Come costantemente affermato da questa Corte, infatti, nel giudizio di opposizione ad ordinanza ingiunzione irrogativa di sanzione amministrativa, il verbale di accertamento dell’infrazione fa piena prova, fino a querela di falso, con riguardo ai fatti attestati dal pubblico ufficiale rogante come avvenuti in sua presenza e conosciuti senza alcun margine di apprezzamento o da lui compiuti, nonchè alla provenienza del documento dallo stesso pubblico ufficiale ed alle dichiarazioni delle parti, mentre la fede privilegiata non si estende agli apprezzamenti ed alle valutazioni del verbalizzante nè ai fatti di cui i pubblici ufficiali hanno avuto notizia da altre persone, ovvero ai fatti della cui verità si siano convinti in virtù di presunzioni o di personali considerazioni logiche (tra le varie, Sez.
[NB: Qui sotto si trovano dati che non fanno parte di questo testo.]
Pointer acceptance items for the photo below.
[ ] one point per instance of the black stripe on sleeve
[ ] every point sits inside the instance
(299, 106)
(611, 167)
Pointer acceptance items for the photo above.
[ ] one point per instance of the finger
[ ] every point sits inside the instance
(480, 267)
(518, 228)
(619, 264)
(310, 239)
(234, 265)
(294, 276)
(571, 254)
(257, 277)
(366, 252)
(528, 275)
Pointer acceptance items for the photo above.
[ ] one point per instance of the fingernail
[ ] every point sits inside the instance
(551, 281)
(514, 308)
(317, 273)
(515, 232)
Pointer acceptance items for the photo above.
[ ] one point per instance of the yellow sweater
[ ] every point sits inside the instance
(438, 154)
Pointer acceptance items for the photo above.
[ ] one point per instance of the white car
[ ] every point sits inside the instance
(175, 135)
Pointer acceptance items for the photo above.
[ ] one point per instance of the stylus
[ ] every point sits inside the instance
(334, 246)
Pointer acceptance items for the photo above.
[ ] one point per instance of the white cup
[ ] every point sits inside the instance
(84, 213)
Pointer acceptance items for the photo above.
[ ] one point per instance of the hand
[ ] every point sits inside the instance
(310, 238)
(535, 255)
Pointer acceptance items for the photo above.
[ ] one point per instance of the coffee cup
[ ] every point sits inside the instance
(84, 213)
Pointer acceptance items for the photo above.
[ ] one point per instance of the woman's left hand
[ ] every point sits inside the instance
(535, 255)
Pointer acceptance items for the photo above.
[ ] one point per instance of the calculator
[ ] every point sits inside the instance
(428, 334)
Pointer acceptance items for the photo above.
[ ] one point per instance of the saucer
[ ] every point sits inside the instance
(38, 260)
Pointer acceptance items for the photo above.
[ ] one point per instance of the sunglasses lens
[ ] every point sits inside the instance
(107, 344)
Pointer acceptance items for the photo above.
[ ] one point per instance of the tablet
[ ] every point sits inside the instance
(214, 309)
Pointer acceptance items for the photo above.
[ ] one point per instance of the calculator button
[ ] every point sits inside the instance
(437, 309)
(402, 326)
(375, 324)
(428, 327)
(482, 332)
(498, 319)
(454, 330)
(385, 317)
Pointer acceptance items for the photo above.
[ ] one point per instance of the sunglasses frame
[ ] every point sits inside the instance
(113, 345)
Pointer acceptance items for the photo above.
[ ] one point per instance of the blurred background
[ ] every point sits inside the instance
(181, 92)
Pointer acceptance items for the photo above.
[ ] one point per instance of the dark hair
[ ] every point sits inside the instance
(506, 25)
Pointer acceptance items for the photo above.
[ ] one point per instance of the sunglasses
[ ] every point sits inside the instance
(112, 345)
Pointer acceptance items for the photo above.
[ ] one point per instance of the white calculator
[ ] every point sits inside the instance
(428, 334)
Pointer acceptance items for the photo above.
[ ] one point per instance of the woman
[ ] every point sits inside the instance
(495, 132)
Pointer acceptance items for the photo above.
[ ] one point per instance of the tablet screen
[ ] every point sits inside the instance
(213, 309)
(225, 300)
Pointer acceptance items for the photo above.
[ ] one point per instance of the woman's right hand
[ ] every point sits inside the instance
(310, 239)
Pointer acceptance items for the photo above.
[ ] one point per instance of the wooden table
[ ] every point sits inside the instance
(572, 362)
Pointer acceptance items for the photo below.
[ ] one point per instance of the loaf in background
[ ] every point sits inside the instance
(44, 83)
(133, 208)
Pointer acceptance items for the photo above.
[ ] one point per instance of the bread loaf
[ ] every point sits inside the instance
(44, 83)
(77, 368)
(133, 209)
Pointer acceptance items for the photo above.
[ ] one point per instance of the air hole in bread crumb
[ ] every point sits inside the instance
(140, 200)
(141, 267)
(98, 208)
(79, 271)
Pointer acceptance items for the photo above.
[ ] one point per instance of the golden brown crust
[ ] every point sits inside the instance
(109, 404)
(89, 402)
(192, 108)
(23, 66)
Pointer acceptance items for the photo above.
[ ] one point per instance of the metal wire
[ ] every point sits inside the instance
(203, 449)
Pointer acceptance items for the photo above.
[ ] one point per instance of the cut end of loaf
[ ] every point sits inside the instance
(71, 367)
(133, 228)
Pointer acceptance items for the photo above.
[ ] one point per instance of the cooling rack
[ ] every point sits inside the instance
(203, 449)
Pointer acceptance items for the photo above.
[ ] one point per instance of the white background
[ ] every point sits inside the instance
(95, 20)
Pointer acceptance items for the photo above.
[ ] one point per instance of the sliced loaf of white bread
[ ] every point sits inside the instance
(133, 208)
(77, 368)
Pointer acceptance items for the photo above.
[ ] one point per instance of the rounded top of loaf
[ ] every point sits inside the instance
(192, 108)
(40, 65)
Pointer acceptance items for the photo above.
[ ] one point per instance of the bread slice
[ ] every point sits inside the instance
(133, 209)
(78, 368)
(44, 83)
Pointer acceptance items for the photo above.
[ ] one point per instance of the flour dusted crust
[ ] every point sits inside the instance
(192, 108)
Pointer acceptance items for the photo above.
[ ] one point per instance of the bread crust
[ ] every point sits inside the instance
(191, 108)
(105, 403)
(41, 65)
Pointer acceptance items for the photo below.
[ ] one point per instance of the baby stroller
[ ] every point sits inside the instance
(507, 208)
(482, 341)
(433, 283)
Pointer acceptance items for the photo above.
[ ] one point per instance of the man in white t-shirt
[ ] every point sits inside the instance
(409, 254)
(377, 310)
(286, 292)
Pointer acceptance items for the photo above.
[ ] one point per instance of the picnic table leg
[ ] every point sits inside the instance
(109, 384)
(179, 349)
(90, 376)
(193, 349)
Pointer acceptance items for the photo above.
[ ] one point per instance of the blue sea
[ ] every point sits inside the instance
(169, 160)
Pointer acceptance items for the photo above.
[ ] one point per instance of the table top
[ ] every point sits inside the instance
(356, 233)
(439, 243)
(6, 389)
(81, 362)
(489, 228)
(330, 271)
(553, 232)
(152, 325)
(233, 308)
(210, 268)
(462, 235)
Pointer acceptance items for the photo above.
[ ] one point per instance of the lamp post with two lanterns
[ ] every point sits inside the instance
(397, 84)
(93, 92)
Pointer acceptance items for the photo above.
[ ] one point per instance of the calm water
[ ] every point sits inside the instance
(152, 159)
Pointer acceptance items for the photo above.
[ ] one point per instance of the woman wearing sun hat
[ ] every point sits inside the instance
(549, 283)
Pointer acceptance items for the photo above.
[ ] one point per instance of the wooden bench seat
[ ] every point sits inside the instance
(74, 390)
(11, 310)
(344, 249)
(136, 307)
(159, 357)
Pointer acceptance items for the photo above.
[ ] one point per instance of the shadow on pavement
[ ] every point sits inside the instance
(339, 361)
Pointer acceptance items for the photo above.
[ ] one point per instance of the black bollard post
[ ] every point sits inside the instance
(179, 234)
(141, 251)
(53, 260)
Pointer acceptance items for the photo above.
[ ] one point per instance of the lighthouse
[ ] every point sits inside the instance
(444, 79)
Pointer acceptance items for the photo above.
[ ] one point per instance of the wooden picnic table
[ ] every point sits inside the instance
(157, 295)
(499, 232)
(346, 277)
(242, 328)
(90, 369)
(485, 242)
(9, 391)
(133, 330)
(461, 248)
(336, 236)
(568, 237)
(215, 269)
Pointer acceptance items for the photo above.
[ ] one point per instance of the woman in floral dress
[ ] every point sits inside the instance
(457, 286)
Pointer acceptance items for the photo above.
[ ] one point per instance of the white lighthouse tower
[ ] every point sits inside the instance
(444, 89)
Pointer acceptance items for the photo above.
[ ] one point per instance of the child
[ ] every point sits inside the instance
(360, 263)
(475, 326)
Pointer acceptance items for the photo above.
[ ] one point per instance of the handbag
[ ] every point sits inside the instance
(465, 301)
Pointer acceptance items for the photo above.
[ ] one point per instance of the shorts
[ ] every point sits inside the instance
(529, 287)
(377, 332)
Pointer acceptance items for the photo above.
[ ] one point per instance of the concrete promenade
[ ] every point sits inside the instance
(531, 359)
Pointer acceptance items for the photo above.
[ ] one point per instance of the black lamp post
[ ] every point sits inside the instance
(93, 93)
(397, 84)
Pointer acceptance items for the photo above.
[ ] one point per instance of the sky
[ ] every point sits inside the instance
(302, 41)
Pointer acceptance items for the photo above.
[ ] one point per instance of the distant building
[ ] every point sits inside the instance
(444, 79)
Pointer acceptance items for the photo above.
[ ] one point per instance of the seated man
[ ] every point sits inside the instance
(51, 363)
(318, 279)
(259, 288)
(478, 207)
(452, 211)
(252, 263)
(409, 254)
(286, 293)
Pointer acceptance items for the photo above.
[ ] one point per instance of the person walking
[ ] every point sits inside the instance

L, Sentenza n. 23800 del 07/11/2014 Rv. 633239; Sez. 2, Sentenza n. 25844 del 27/10/2008 Rv. 605370; Sez. 1, Sentenza n. 20441 del 21/09/2006 Rv. 593119; Sez. 1, Sentenza n. 3939 del 18/04/1998 Rv. 514588).

Applicando tale regola al caso in esame, ciò che fa fede fino a querela di falso è l’attestazione di avere utilizzato, per i rilievi inerenti all’individuazione dell’area oggetto di ripristino, un dispositivo GPS del tipo indicato, ma non la correttezza dei dati emersi dalle rilevazioni dello strumento, che dipendono ovviamente dal perfetto funzionamento del dispositivo.

Non merita pertanto censura la sentenza per avere sottoposto a valutazione critica la superficie interessata dalla modifica.

In conclusione, non resta che respingere il ricorso con addebito di ulteriori spese al ricorrente.

Trattandosi di ricorso successivo al 30 gennaio 2013 e deciso sfavorevolmente, ricorrono le condizioni per dare atto – ai sensi della L. 24 dicembre 2012, n. 228, art. 1, comma 17 (Disposizioni per la formazione del bilancio annuale e pluriennale dello Stato-Legge di stabilità 2013), che ha aggiunto del Testo Unico di cui al D.P.R. 30 maggio 2002, n. 115, art. 13, il comma 1 quater – della sussistenza dell’obbligo di versamento, da parte del ricorrente, dell’ulteriore importo a titolo di contributo unificato pari a quello dovuto per la stessa impugnazione.

P.Q.M.

la Corte rigetta il ricorso e condanna il ricorrente al pagamento delle spese del presente grado di giudizio che liquida in complessivi Euro 2.500,00 di cui Euro 200,00 per esborsi oltre alle spese forfettarie nella misura del 15% ed agli accessori di legge.

Ai sensi del D.P.R. n. 115 del 2002, art. 13, comma 1 quater, inserito dalla L. n. 228 del 2012, art. 1, comma 17, dichiara la sussistenza dei presupposti per il versamento, da parte del ricorrente, dell’ulteriore importo a titolo di contributo unificato pari a quello dovuto per il ricorso, a norma dello stesso art. 13, comma 1 bis.

Così deciso in Roma, il 19 settembre 2018.